There are no active exploits known as yet for the L1TF attack methods. The vulnerabilities have already been assigned common vulnerability and exposures (CVE) identification numbers, namely:
- CVE-2018-3615 "for attacking SGX"
- CVE-2018-3620 "for attacking the OS Kernel and SMM mode"
- CVE-2018-3646 "for attacking virtual machines"
Apply Firmware and OS Updates
Intel, in its overview document, suggested that its previously released firmware updates, in combination with updates released by OS makers, add protections against L1TF attacks for most users:
The microcode updates released earlier this year when coupled with operating system and hypervisor software available from our industry partners, ensure consumers, IT professionals and cloud service providers have access to the protections they need. Intel recommends people keep their systems up to date to protect against the evolving threat landscape.
Intel found that these updates will have "no meaningful performance" effects for most PC users. However, there can be rather large performance hits for datacenters using virtualized guest operating systems after applying the fixes, according to Intel's overview document.
Microsoft concurred with Intel's conclusions and suggested in its security advisory that organizations using Hyper-V and virtualization-based security with older Windows Server systems may have to disable Intel's Hyper-Threading capability, which will degrade system performance:
For most consumer devices, we have not observed a noticeable performance impact after applying the updates. Customers that use Virtualization Based Security (VBS) or versions of Hyper-V prior to Windows Server 2016 may need to disable Hyper-Threading to fully address the risk from L1 Terminal Fault (L1TF), resulting in performance degradation. Performance impact will vary by hardware and the workloads running on the system.
Microsoft is claiming that its "HyperClear" technology in Hyper-V, as used in Microsoft Azure, Windows Server 2016 and later Windows Server products, is a "comprehensive mitigation to this attack." The use of HyperClear also has a "relatively negligible performance impact," Microsoft indicated, in a virtualization team post.
These protections against L1TF attack methods were added with Microsoft's August security updates, released on Aug. 14, for both Windows 10 and Windows Server 2016, according to another Microsoft blog post.
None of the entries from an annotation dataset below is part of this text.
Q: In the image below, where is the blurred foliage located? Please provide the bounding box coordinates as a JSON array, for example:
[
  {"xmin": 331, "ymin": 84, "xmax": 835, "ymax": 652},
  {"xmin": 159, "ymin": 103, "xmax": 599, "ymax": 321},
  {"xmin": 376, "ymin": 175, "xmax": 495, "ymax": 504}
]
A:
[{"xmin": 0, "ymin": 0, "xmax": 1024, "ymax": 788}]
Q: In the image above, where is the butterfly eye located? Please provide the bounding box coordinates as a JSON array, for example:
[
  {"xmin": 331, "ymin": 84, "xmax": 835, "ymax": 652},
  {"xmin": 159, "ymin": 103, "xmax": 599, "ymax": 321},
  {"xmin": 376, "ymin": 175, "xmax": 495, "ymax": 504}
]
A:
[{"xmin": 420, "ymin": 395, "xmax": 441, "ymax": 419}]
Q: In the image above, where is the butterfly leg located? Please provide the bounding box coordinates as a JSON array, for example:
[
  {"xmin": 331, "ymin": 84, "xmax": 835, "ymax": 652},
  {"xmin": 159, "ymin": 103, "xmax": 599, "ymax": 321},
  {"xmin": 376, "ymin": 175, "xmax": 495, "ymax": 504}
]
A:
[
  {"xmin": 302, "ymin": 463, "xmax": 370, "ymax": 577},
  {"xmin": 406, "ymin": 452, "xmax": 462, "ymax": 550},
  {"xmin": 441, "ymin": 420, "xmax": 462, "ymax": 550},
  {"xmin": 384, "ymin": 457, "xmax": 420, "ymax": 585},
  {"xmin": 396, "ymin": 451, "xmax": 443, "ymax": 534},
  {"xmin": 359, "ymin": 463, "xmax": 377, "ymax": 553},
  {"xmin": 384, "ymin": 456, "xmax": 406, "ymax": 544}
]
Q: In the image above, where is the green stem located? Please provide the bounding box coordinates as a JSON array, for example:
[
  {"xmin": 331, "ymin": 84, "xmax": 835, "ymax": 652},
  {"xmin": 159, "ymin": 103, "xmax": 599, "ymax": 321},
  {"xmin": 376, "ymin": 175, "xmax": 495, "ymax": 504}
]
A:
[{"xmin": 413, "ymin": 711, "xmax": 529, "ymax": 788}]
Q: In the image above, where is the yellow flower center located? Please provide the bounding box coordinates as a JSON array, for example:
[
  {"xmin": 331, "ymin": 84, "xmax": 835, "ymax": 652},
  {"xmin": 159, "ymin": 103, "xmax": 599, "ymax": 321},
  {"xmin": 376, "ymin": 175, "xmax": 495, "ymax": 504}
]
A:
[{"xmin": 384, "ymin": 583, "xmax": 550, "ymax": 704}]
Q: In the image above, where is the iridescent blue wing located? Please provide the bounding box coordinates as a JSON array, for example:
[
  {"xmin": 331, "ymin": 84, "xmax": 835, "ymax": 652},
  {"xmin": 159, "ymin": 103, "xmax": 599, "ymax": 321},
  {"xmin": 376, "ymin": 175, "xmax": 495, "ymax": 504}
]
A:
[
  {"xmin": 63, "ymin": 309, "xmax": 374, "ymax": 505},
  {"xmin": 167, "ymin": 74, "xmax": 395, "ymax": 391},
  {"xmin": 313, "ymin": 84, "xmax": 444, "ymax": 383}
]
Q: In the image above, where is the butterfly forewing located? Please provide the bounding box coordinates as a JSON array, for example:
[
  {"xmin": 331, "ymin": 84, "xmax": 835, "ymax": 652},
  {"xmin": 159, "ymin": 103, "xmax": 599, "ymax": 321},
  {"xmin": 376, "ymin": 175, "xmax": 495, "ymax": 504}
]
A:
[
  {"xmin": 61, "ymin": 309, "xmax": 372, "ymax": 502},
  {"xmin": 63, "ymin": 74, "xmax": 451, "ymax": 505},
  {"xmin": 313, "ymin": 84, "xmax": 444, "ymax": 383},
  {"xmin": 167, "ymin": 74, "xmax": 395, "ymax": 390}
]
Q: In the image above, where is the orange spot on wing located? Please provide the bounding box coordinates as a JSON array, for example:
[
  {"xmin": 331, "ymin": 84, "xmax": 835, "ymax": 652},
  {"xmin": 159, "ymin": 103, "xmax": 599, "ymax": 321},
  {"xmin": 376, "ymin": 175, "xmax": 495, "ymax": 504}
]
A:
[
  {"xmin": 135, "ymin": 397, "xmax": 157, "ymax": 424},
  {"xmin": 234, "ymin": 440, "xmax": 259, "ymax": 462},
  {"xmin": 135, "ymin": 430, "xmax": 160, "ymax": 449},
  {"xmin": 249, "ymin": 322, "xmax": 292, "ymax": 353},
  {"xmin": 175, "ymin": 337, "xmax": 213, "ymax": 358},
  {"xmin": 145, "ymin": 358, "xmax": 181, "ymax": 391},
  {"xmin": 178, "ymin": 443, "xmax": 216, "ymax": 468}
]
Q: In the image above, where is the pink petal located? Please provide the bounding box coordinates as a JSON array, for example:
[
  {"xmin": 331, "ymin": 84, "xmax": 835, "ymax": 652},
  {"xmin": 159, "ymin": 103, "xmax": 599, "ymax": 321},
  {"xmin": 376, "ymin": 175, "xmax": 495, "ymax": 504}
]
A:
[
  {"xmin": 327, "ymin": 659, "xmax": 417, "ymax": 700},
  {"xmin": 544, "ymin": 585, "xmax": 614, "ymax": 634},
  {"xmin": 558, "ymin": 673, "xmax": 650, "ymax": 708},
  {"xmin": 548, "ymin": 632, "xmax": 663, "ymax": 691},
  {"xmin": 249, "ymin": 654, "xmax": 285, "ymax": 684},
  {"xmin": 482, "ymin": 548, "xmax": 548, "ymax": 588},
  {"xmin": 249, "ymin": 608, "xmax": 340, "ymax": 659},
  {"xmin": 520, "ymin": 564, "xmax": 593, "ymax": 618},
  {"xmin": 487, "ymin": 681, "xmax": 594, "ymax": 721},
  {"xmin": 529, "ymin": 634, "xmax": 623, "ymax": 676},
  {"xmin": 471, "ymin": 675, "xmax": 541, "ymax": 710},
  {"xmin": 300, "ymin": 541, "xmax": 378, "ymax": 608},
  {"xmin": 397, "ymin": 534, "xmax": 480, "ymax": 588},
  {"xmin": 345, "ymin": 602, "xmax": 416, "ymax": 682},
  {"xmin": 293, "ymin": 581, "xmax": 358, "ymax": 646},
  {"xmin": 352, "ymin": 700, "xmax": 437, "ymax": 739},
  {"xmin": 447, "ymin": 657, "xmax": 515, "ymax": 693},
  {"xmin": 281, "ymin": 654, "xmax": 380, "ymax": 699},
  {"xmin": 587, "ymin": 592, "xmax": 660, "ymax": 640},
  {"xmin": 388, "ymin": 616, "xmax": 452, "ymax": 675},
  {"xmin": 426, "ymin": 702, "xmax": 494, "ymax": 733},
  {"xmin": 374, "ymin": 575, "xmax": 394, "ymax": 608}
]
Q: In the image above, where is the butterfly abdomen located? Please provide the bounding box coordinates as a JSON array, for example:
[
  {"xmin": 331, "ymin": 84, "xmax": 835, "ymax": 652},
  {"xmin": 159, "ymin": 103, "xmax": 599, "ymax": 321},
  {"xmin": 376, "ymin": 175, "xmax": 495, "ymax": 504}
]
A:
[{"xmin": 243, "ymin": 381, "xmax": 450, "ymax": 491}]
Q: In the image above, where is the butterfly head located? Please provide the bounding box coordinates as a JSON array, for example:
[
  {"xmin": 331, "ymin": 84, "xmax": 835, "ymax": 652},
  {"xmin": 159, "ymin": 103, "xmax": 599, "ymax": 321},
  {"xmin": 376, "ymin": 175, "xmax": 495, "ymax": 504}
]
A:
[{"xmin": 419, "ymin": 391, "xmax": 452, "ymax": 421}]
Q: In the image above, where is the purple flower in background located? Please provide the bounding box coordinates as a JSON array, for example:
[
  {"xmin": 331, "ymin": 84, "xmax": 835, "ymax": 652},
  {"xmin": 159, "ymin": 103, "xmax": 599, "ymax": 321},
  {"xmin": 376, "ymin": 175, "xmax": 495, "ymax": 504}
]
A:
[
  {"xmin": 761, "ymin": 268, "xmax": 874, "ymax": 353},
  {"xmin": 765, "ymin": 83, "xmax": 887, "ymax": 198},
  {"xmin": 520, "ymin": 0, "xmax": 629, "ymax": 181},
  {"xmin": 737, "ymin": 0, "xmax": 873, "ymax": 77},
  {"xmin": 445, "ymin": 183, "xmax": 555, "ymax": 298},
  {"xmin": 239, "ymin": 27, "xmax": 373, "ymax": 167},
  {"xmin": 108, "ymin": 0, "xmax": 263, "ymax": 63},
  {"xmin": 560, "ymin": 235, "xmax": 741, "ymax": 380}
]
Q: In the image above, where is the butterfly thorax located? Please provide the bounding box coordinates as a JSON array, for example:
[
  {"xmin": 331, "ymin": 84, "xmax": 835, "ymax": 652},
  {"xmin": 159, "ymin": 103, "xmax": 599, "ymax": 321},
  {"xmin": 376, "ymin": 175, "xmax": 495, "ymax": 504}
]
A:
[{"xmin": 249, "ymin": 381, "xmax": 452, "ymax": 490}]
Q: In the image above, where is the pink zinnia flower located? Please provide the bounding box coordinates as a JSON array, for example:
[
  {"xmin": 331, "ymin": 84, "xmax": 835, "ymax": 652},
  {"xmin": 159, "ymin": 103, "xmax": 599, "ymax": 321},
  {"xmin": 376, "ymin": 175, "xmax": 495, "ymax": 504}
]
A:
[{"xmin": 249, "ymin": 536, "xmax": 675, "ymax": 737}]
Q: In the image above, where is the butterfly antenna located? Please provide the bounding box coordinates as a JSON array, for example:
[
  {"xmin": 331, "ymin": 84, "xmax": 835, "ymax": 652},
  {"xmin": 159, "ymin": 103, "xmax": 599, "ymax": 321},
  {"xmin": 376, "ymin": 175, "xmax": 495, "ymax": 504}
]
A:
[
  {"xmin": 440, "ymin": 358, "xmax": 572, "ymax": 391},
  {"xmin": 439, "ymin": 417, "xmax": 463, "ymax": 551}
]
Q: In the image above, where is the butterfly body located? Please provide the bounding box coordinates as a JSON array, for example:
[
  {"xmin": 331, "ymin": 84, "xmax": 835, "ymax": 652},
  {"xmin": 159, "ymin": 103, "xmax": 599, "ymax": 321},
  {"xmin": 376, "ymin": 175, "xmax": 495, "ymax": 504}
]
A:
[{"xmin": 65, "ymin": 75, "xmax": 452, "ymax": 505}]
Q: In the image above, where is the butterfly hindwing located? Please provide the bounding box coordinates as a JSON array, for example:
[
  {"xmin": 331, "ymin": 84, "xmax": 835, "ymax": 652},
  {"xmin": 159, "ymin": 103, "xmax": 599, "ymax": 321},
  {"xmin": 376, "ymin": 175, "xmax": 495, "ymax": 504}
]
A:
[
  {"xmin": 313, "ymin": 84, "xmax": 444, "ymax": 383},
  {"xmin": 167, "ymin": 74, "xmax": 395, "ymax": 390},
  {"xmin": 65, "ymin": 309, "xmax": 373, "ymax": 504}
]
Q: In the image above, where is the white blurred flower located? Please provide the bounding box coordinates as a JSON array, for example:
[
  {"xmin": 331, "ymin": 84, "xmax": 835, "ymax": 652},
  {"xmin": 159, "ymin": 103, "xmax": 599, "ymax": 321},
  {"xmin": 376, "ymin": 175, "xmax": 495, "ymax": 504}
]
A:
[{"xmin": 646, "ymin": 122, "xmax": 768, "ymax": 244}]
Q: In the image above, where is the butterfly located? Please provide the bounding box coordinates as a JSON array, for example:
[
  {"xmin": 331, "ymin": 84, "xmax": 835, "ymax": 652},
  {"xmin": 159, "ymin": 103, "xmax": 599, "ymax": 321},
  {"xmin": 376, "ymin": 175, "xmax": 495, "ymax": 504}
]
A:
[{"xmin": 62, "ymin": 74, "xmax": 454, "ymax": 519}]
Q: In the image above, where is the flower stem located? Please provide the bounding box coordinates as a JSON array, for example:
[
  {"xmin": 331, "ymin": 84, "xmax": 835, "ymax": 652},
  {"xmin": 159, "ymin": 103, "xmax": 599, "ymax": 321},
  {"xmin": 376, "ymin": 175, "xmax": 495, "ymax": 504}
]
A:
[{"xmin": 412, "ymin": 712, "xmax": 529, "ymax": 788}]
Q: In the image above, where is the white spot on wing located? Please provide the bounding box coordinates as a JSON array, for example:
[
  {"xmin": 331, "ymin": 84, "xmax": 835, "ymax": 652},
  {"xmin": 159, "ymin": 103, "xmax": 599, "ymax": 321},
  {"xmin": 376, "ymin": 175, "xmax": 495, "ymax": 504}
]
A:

In addition to Microsoft, Linux OS vendor Red Hat offered its analysis of L1TF and the steps to take. Red Hat offered an "it depends" opinion on what enterprises using virtualization should do, adding that Red Hat and other industry players aren't disabling Intel's Hyper-Threading technology by default:
The precise impact of L1TF to Hyper-Threading depends upon the specific use case and the virtualization environment being used. In some cases, it may be possible for public cloud vendors (who have often built special purpose hardware to assist in isolation) to take steps to render Hyper-Threading safe. In other cases, such as in a traditional enterprise environment featuring untrusted guest virtual machines, it may be necessary to disable Intel Hyper-Threading. Since this varies from one use case to another, and from one environment to another, Red Hat and our peers are not disabling Intel Hyper-Threading by default. Customers should instead consult our Knowledge Base article and make the appropriate determination for their own situation.
Red Hat indicated it is shipping OS updates "that include a new interface through which customers can disable Hyper-Threading at boot time."
Kurt Mackie is senior news producer for 1105 Media's Converge360 group.